Picture from: kerjanya.net
Oleh:
Nur Sholikhah
“ Mbak, sebentar lagi musim pemilu
ya?,” tanya seorang ibu yang ku tahu namanya bu Harto.
“
Iya bu, dengar-dengar suami ibu mencalonkan sebagai kades ya?"
“
Betul mbak, nanti jangan lupa pilih bapak ya!” ucapnya dengan senyum yang
melebar.
Percakapan
pagi di sebuah toko sayuran itu membuatku tersenyum geli. Bukan karena
perkataan istri calon kades itu, tapi karna ada hal lain yang sedang terjadi di
waktu yang bersamaan. Toko sayuran itu tidak hanya menjual berbagai macam
sayuran dan tetek bengeknya, melainkan juga kebutuhan pokok perdapuran seperti
beras, telur dan minyak goreng. Kalau bisa dibilang, toko ini lumayan lengkap.
Aku
melirik pada kebutuhan pokok yang kusebutkan tadi, si beras yang tergeletak di
karung-karung, para telur yang terlentang di peti-peti kayu randu dan minyak
goreng yang berbaris rapi di rak dekat pintu. Mereka bertiga sangat beruntung
karena ikut dijual di toko ini. Setidaknya mereka punya kesempatan untuk
memperebutkan suara keluarga para calon kades. Kusentuh mereka dengan lembut
untuk memastikan bahwa mereka baik-baik saja.
Matahari
mulai terasa terik di kepala, aku baru menyadari bahwa kerudung yang ku pakai
begitu tipis hingga angin-angin lembut itu membelai rambutku. Aku berjalan pulang
dengan menenteng sayuran di tangan, tak lupa kusapa setiap orang yang kukenal. Di
sebuah pertigaan gang kecil, kulihat 3 orang lelaki yang sedang asyik memasang
spanduk dengan foto dua orang yang tersenyum. Seorang bapak berkumis yang
tampak gagah dan seorang lelaki yang ku tahu masih jomblo itu adalah pasangan
calon kades dan wakades.
“
Bu Harto pasti sebentar lagi akan memborong minyak goreng,” gumamku dalam hati.

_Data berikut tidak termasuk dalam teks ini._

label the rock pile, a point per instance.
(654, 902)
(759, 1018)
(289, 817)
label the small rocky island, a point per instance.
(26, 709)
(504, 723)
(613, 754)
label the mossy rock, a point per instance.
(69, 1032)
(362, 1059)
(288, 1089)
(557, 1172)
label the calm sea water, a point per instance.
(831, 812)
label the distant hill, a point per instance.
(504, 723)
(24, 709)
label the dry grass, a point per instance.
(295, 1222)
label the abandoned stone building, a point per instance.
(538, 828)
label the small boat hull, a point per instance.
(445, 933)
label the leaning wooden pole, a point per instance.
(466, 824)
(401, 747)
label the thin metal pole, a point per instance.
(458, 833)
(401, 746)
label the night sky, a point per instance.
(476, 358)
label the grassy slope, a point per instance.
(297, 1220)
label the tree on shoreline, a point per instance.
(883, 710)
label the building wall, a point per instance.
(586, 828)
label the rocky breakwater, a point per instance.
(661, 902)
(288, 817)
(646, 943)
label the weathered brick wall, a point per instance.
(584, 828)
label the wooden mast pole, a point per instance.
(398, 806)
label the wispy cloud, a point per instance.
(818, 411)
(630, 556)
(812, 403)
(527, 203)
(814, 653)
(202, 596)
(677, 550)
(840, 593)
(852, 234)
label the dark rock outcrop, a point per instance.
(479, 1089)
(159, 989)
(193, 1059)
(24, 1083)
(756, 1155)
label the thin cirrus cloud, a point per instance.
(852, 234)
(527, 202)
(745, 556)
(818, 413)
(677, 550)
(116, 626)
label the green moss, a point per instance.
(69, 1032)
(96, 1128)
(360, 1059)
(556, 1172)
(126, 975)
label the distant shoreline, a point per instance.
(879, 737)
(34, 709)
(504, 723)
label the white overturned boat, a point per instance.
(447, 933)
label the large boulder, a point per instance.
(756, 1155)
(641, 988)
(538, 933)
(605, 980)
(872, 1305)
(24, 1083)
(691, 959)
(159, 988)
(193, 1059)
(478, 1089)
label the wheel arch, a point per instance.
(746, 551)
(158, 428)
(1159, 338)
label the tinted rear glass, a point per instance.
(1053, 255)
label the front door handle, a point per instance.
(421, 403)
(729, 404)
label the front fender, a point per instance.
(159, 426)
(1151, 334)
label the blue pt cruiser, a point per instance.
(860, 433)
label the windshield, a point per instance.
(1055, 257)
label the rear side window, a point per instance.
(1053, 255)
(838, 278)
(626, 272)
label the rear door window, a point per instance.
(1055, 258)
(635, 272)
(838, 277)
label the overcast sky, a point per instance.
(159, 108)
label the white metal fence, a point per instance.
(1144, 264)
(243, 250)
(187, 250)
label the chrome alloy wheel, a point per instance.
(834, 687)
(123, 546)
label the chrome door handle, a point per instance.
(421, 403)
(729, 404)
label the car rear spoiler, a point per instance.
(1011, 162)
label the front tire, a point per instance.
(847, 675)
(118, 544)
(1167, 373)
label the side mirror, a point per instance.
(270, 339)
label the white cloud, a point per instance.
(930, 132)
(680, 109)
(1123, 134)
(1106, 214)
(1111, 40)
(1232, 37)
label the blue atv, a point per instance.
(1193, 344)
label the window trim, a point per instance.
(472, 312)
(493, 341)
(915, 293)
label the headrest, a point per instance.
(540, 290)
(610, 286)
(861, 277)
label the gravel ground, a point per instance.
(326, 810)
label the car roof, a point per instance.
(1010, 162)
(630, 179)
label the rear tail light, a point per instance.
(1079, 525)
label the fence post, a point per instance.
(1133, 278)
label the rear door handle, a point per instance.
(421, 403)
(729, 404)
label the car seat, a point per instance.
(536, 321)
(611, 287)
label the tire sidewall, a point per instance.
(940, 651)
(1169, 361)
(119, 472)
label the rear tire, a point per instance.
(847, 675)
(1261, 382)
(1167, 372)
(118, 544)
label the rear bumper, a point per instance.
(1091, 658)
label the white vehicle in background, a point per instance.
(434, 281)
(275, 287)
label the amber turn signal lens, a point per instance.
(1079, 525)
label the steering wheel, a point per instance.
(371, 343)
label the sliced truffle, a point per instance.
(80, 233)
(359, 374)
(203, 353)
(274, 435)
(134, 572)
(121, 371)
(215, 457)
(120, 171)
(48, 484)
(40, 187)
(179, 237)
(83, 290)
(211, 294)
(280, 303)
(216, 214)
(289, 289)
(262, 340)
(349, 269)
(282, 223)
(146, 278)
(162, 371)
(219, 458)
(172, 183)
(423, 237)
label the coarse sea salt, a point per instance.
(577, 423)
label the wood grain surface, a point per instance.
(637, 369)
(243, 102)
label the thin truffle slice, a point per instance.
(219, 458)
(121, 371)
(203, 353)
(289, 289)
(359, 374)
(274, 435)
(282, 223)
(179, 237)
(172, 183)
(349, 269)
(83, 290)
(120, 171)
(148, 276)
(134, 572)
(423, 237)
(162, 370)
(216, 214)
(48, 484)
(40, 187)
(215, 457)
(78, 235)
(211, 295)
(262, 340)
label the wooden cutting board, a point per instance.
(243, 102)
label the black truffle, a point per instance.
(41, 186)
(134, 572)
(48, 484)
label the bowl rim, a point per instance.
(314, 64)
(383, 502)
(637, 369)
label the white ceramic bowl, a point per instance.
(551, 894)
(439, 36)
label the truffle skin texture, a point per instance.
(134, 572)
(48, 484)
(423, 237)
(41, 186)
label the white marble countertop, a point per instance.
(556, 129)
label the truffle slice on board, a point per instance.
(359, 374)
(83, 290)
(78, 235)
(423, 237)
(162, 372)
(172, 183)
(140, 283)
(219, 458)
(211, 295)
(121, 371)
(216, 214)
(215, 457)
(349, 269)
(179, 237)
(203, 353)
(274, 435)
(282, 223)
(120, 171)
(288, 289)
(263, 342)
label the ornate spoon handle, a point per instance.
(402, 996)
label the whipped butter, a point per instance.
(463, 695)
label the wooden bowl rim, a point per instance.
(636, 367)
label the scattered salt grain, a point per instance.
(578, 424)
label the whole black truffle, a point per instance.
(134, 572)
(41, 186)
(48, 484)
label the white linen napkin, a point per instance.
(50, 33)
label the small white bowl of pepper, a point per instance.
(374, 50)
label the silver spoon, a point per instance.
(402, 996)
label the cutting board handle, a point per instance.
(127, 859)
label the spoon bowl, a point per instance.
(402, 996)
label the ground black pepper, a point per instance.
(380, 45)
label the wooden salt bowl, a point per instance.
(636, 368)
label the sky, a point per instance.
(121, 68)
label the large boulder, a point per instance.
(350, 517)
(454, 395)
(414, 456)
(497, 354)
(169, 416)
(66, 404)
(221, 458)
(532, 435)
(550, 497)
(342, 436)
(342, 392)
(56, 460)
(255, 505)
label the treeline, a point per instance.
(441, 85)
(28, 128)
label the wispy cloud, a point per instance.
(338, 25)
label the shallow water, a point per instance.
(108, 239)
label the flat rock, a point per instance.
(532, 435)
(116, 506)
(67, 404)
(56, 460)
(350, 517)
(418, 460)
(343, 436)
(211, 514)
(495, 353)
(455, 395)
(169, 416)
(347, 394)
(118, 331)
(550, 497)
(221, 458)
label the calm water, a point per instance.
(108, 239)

Aku hanya berani berbisik pada diriku sendiri, bukan pada orang lain. Aku tahu
mungkin sebagian dari kami, penduduk kampung ini, merasa senang saat pemilu
akan tiba. Mereka akan mendapatkan rejeki yang terduga dari orang-orang yang
mendadak dermawan. Uang, beras, kaos gratis yang bisa dipakai saat menggarap
sawah, dan minyak goreng yang tiba-tiba berharga murah.
“
Alhamdulillah nduk, ibu baru saja dapat uang dari pak Tono,” kata ibu pada
suatu sore.
“
Berapa bu?”
“
20 ribu, lumayan bisa buat beli beras 2 kg. Bapakmu juga dapat kaos,”
Aku
hanya mengangguk, tidak bisa menimpali perkataan ibu. Aku takut dibilang sok
tahu dan sok suci kalau aku menolak semua itu. Sementara wajah ibu terlihat
begitu senang, karna baginya uang sebanyak itu sudah mampu melegakan hatinya.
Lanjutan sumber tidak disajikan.